Hail to the Kings

Par le 21 mai, 2019

Il y a cinq ans, les Los Angeles Kings remportaient la Coupe Stanley après des playoffs étouffants. Retour sur ces deux mois fous de hockey sur glace.

(photo NHL)

Dix-sept buts en trois matchs. Comment rebondir après avoir encaissé 17 buts en 180 minutes (6-3, 7-2 et 4-3) ? Renforcer les systèmes défensifs ? Changer de gardien ? Tout miser sur l’attaque ? Menés 3-0 dans leur série du premier tour des playoffs (le premier à 4 passe au tour suivant) face aux San José Sharks, les Kings vont devoir trouver des solutions.

Trois équipes de NHL ont réussi à se qualifier après avoir perdu leurs trois premières rencontres : les Maple Leafs de Toronto en 1942, les Islanders de New York en 1975, et les Flyers de Philadelphie en 2010. Il y a des précédents, il suffit d’y croire.

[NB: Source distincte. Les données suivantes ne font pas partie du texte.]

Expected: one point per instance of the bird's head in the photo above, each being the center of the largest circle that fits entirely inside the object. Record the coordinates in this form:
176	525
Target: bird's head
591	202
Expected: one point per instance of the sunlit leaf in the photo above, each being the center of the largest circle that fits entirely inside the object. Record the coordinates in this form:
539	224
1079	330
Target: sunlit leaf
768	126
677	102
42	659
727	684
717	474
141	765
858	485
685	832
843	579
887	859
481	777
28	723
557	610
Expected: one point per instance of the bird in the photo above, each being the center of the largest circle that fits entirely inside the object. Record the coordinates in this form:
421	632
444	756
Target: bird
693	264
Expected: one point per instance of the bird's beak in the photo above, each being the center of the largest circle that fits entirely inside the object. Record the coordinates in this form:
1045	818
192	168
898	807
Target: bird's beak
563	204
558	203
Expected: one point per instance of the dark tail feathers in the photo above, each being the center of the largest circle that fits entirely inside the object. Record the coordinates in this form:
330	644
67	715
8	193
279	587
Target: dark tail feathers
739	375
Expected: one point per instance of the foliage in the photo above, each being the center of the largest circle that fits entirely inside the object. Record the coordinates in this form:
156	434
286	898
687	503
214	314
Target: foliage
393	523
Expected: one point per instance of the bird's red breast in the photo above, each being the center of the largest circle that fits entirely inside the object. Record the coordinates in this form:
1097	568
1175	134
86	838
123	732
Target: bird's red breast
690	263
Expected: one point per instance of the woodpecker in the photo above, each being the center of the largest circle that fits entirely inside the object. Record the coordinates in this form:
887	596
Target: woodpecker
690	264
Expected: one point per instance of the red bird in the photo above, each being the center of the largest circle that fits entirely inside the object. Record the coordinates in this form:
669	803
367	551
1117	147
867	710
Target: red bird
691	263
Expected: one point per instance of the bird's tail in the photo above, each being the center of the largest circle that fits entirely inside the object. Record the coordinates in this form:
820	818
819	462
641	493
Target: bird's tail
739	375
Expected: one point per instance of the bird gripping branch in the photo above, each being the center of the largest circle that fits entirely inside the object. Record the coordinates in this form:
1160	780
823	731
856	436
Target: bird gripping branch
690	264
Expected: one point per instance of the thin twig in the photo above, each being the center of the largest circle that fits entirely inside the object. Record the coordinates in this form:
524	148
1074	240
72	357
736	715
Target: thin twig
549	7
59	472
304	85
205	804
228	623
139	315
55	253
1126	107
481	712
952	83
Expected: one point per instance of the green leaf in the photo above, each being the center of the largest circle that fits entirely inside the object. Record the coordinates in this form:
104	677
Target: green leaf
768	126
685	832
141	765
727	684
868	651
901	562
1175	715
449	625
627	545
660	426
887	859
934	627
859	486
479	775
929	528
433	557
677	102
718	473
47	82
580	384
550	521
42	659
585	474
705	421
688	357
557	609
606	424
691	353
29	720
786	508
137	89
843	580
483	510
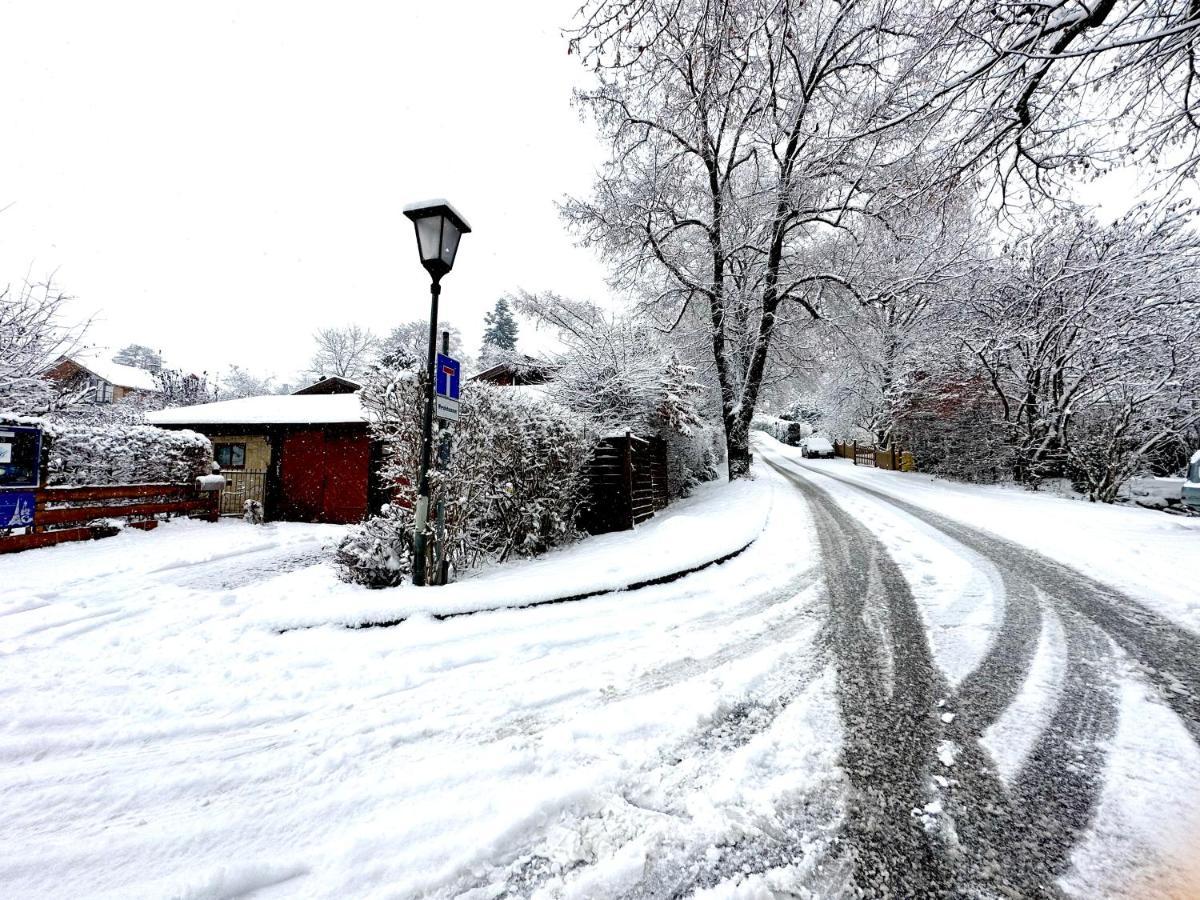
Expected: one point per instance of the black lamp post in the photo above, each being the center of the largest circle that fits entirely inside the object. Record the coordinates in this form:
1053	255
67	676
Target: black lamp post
438	228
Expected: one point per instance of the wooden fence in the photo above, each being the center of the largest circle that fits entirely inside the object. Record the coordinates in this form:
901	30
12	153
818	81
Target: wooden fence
628	481
891	457
73	514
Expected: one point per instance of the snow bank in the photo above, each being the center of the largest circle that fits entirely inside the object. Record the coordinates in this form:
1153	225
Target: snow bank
717	521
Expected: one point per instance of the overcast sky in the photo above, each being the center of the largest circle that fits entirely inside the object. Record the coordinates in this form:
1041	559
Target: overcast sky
216	180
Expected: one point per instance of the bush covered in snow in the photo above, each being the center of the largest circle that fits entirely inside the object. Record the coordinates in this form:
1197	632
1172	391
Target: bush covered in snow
783	430
514	483
119	454
621	377
378	553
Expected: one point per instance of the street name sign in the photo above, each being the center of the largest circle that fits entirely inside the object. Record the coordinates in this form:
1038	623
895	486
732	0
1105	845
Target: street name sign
21	456
445	403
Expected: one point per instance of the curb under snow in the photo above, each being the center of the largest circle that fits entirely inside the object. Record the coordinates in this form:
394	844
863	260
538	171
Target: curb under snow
717	525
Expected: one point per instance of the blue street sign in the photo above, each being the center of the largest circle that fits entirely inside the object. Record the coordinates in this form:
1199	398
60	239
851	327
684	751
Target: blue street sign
21	455
17	509
448	377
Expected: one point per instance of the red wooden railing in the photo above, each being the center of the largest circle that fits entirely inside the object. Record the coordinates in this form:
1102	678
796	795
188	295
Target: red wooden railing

Qualitativement, les Sharks n’ont pas une si grande avance sur eux. En 82 matchs de saison régulière, ils n’ont gagné que cinq matchs de plus (51 vs. 46). Ce duel ne doit logiquement pas se terminer sur un 4-0. Mais quid de la logique en sport ?

La quatrième rencontre de la série se déroule au Staples Center, à Los Angeles. Malgré trois premiers matchs pour le moins compliqués, l’entraîneur Darryl Sutter garde confiance en son gardien, Jonathan Quick. A raison, puisque les locaux l’emportent 6-3 grâce à 3 buts inscrits en deuxième période. La victoire rassure leur égo et sauve leur honneur. Retour au SAP Center des Sharks pour le match 5.

Jonathan Quick, au cours du match 7 face aux Sharks (Photo Kyle Terada-Usa Today Sports)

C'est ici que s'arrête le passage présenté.